I found Splunk by chance. I have already installed Splunk Light and have couple Windows servers forward Application and System Events as well as text logs from our Apps. Already I can I see the possibilities.
I am wondering if anyone can provide me with some answers:
As mentioned before, the goal right now is to do weekly reporting and not necessarily active monitoring.
What I want to report on:
These online docs should help answer your questions. The short answer is yes, Splunk can handle the scenarios you describe. Splunk has a very robust list of SPL commands to transforms timeseries data into meaning/actionable reports/dashboards.
This link explains how Splunk handles log rotation
I have this: :
sourcetype="Perfmon:CPU Load" counter="% Processor Time" earliest="-7d@d"| bucket _time span=20s | stats avg(Value) as avgCPU by _time | where avgCPU >80
Seems to work, had to lower the avgCPU to test.

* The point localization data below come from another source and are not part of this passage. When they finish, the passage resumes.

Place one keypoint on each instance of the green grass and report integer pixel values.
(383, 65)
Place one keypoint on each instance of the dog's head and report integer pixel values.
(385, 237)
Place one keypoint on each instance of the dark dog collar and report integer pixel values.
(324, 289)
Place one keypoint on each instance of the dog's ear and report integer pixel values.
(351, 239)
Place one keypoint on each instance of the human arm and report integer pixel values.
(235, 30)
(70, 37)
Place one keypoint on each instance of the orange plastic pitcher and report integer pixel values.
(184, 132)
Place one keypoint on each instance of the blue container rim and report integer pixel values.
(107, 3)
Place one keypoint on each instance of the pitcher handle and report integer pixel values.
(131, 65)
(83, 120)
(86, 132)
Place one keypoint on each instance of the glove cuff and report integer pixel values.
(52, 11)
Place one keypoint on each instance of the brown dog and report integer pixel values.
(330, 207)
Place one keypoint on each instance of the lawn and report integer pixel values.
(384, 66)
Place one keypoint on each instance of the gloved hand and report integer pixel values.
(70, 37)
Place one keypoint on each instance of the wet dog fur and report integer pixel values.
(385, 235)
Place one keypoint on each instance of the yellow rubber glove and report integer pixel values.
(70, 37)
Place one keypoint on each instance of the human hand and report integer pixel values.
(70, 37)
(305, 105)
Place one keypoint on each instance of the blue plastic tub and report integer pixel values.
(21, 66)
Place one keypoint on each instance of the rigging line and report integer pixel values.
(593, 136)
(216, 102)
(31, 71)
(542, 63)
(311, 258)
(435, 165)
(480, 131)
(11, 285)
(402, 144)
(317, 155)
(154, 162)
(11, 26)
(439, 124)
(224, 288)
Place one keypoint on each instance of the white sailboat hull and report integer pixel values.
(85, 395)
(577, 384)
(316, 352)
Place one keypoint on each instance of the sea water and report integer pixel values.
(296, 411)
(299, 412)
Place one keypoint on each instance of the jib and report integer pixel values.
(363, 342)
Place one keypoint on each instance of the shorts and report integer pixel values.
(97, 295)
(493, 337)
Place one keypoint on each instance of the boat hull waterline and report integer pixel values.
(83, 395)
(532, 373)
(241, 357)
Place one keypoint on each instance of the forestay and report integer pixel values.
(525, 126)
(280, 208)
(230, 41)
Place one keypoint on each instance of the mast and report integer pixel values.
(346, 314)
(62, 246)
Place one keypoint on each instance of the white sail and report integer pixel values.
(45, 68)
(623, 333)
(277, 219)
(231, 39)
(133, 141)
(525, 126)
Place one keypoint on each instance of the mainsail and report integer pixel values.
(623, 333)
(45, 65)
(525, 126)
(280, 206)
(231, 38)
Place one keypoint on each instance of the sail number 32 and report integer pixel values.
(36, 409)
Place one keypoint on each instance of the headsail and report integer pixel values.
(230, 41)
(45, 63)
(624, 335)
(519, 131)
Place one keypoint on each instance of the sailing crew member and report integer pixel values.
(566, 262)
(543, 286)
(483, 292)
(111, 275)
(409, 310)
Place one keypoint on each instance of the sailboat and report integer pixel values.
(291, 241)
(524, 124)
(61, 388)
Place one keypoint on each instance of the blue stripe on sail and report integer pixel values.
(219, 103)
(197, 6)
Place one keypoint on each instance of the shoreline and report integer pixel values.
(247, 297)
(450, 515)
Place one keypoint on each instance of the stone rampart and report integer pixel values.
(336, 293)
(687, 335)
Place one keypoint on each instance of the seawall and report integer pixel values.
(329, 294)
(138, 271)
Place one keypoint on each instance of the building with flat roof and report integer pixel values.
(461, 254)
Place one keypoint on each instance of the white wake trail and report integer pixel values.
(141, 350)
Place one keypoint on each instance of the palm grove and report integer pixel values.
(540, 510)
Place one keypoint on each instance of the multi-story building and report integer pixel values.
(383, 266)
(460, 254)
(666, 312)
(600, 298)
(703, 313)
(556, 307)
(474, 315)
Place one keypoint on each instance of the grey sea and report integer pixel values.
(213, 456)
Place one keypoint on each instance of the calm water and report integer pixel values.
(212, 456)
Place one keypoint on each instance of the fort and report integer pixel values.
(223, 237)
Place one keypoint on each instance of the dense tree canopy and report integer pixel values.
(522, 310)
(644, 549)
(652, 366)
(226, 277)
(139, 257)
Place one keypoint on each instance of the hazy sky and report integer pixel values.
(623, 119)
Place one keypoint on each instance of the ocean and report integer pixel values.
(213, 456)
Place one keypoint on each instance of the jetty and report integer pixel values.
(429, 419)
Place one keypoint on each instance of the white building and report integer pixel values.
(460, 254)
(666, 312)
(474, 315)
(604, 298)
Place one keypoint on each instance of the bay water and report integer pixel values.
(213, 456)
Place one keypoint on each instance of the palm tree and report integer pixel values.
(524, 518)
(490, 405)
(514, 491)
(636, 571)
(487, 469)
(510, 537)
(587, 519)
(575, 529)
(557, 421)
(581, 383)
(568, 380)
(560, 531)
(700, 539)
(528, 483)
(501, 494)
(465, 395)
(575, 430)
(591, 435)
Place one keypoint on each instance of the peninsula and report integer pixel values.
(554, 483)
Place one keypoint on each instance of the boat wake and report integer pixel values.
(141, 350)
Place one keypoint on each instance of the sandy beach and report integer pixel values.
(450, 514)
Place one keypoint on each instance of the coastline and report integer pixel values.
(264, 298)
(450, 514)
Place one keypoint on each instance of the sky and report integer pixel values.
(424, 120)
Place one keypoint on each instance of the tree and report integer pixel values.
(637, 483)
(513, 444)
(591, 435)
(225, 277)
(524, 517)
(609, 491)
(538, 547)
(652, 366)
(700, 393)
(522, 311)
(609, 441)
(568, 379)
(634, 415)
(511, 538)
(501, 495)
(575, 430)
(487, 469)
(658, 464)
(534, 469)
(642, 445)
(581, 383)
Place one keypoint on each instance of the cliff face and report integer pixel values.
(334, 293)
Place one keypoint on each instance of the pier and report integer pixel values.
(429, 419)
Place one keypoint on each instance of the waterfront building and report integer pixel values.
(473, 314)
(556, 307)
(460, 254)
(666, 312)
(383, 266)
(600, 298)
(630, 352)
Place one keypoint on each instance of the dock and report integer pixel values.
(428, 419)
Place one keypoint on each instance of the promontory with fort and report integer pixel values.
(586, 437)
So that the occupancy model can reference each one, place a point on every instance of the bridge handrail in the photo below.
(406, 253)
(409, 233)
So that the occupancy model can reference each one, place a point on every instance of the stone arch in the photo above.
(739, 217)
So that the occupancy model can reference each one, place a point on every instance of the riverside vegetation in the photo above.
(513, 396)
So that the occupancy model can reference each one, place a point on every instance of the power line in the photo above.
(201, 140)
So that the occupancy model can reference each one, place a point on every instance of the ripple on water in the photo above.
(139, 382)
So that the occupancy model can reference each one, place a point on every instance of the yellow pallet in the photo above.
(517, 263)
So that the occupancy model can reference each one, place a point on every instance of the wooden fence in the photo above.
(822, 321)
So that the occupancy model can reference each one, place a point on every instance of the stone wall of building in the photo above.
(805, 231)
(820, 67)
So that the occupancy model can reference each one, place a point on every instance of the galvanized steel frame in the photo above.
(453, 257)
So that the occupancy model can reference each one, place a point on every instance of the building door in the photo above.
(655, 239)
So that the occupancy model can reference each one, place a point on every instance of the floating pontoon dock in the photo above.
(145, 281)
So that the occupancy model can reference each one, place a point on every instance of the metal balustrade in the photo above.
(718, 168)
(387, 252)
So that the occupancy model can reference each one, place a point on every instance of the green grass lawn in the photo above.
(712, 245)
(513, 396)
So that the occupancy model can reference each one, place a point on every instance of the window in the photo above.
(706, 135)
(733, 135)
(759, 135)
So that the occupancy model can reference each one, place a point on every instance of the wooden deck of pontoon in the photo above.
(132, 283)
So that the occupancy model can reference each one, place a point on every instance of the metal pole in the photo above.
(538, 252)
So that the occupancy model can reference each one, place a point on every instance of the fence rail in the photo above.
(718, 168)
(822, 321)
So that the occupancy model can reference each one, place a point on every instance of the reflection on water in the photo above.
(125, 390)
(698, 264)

Reading your link though I have yet to find a way to include the top processes whenever the CPU goes above the threshold. I don't think perfmon keeps that data.
I was hoping the Universal Forwarder, seeing it had the option to monitor CPU on setup (I suppose using Perfmon...), maybe has the ability to run scripts on a threshold and append the output of the scripts into the events sent to Splunk.

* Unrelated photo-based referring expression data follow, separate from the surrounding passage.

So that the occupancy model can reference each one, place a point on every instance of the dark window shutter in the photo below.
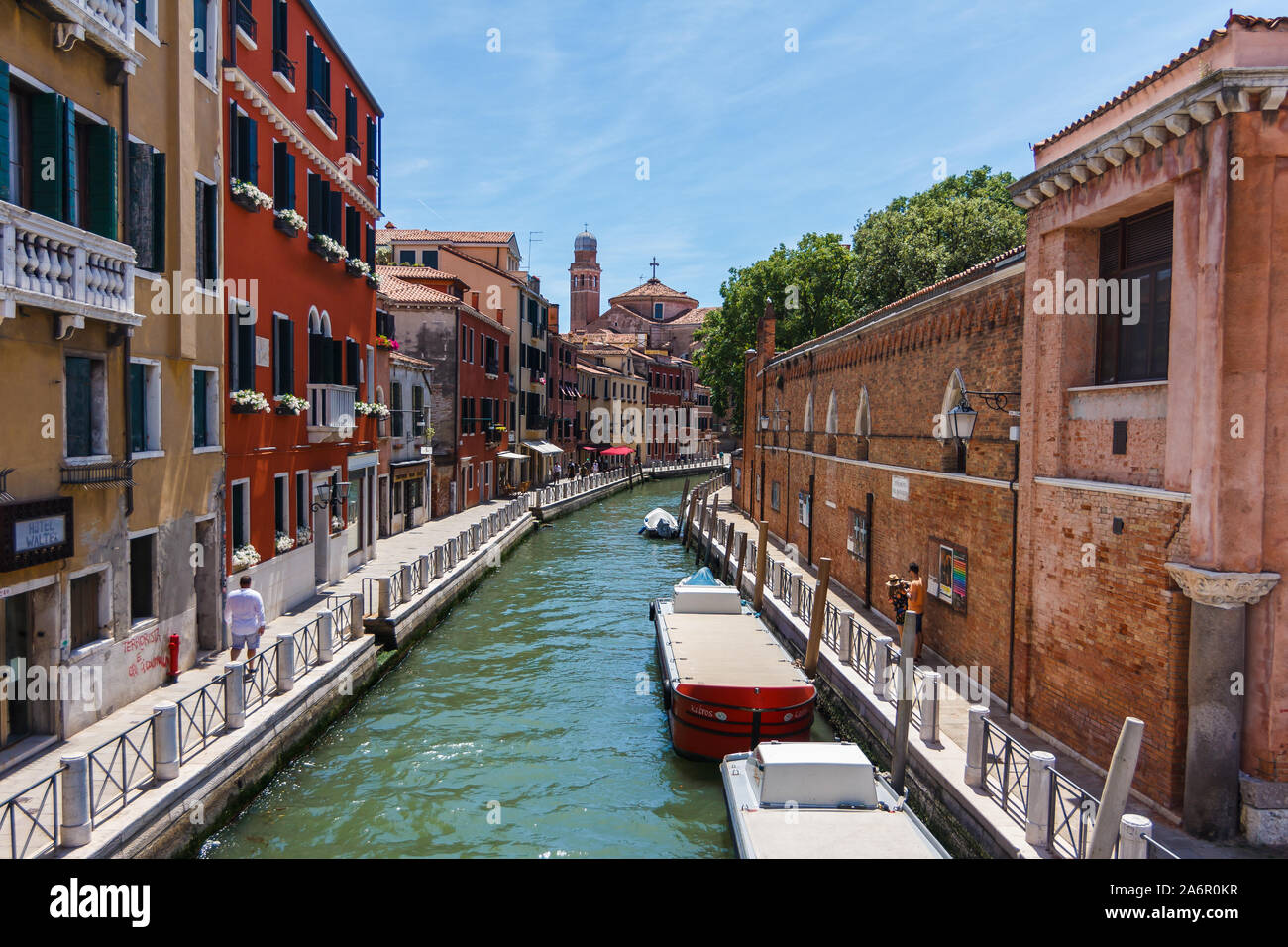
(140, 230)
(69, 169)
(138, 407)
(198, 408)
(4, 128)
(48, 144)
(159, 213)
(80, 418)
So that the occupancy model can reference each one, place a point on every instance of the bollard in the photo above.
(165, 740)
(759, 600)
(284, 664)
(235, 694)
(883, 682)
(1131, 836)
(77, 825)
(1037, 817)
(977, 715)
(326, 643)
(385, 595)
(845, 634)
(930, 696)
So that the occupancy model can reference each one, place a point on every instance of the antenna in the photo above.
(533, 237)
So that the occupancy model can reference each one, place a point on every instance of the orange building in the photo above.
(301, 158)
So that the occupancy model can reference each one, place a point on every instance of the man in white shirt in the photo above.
(246, 621)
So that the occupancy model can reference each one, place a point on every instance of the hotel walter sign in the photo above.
(35, 532)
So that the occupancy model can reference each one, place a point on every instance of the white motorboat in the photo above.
(818, 800)
(661, 523)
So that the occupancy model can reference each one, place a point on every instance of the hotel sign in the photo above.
(35, 532)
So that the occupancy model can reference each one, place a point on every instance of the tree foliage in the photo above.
(820, 283)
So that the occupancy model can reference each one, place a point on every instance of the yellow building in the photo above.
(110, 540)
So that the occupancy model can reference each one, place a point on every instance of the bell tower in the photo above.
(584, 281)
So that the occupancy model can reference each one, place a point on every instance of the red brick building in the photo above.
(1136, 329)
(301, 136)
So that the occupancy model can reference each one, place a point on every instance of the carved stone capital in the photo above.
(1222, 589)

I mean it is a lot of documentation, and I was admittedly skimming based on the names of those commands . Did I miss anything? Can I get some direction.

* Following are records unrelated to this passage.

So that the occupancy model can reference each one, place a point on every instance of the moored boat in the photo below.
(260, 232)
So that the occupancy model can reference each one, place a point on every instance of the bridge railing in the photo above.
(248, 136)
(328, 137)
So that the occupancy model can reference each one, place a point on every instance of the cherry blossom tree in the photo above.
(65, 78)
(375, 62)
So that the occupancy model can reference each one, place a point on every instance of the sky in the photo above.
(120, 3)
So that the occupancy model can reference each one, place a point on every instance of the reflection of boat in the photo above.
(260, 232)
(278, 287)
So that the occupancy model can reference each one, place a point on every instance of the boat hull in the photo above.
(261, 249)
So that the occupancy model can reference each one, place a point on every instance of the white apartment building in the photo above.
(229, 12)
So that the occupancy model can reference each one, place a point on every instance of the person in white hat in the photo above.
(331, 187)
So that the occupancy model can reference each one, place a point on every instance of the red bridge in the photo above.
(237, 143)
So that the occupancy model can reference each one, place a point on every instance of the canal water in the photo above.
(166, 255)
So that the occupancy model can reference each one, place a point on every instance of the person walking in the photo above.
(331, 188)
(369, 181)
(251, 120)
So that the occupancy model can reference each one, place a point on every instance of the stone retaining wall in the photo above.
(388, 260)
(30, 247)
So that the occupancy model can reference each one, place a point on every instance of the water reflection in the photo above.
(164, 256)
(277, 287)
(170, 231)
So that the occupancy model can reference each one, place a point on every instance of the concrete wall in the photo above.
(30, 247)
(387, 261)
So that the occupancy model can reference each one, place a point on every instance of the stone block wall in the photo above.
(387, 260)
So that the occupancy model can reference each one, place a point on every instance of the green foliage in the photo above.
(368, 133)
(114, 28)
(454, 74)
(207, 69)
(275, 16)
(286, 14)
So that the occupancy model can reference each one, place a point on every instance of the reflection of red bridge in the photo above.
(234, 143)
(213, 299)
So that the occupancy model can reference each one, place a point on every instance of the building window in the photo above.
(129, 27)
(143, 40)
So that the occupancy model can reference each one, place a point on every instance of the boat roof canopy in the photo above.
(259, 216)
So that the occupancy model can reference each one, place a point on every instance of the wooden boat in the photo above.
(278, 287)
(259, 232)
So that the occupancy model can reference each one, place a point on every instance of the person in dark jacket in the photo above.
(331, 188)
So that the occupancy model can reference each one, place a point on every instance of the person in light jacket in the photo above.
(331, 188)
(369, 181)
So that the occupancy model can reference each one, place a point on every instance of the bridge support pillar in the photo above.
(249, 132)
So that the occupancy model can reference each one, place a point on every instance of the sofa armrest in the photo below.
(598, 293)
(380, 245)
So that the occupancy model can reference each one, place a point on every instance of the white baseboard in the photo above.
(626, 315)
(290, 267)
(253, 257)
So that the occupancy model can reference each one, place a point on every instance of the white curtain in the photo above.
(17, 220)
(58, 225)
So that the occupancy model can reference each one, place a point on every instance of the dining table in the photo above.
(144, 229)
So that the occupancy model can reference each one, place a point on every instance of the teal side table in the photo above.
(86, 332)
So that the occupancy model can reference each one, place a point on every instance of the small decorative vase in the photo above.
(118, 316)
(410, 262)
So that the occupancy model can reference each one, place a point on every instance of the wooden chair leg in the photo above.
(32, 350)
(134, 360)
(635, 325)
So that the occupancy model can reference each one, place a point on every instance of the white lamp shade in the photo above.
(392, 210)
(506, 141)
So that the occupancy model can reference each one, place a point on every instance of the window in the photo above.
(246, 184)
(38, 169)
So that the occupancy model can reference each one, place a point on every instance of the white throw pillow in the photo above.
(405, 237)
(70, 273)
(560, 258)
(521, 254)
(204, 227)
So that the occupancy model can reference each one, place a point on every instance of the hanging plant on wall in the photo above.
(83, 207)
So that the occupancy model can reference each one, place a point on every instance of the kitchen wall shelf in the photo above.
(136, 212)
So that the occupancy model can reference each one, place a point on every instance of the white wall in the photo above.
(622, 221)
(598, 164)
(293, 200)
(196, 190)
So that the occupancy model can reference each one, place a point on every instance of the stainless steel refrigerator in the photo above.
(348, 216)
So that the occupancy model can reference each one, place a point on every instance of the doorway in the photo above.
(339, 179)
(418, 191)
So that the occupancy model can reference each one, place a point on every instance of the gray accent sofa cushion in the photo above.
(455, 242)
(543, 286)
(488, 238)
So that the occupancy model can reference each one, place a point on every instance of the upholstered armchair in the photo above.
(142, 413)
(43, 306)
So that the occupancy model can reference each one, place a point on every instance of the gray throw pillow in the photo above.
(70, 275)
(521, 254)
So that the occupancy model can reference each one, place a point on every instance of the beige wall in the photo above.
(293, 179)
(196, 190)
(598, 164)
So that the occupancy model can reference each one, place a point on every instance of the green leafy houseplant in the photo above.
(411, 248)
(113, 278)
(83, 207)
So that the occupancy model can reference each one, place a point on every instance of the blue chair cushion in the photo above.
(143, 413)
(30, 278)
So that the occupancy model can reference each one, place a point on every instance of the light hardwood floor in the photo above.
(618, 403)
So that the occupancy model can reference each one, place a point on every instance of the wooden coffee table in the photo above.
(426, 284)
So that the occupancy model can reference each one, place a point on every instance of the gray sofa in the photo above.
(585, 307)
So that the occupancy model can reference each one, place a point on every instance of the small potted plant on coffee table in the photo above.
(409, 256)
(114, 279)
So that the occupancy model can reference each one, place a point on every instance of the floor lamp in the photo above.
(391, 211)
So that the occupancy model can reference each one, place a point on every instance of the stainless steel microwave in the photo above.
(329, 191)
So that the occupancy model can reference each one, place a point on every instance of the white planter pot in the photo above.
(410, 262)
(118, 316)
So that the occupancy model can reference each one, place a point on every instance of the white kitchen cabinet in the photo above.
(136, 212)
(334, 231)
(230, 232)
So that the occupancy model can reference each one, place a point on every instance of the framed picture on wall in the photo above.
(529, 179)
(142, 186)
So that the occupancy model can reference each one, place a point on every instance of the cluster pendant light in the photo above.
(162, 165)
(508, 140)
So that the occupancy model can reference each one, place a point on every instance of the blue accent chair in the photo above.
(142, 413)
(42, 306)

That looks about right but I can't seem to make it work.
On each servers's universal forwarder I added this to \etc\system\local\wmi.conf:
[WMI:SessionProcess] interval = 10 disabled = 0 index = perfmon_index wql = Select ProcessId, SessionId From Win32_Process
And to \etc\system\local\inputs conf
[perfmon://Process] interval = 10 object = Process counters = % Processor Time; ID Process; Working Set - Private; IO Read Operations/sec; IO Write Operations/sec instances = * index= perfmon_index disabled = 0 mode = multikv
And restarted the UniversalForwarder service. It doesn't seem to forward any processes.
Also in the samples inside the default wmi.conf and index.conf, the index is usually "perfmon" and not "perfmon_index". Which one should it be?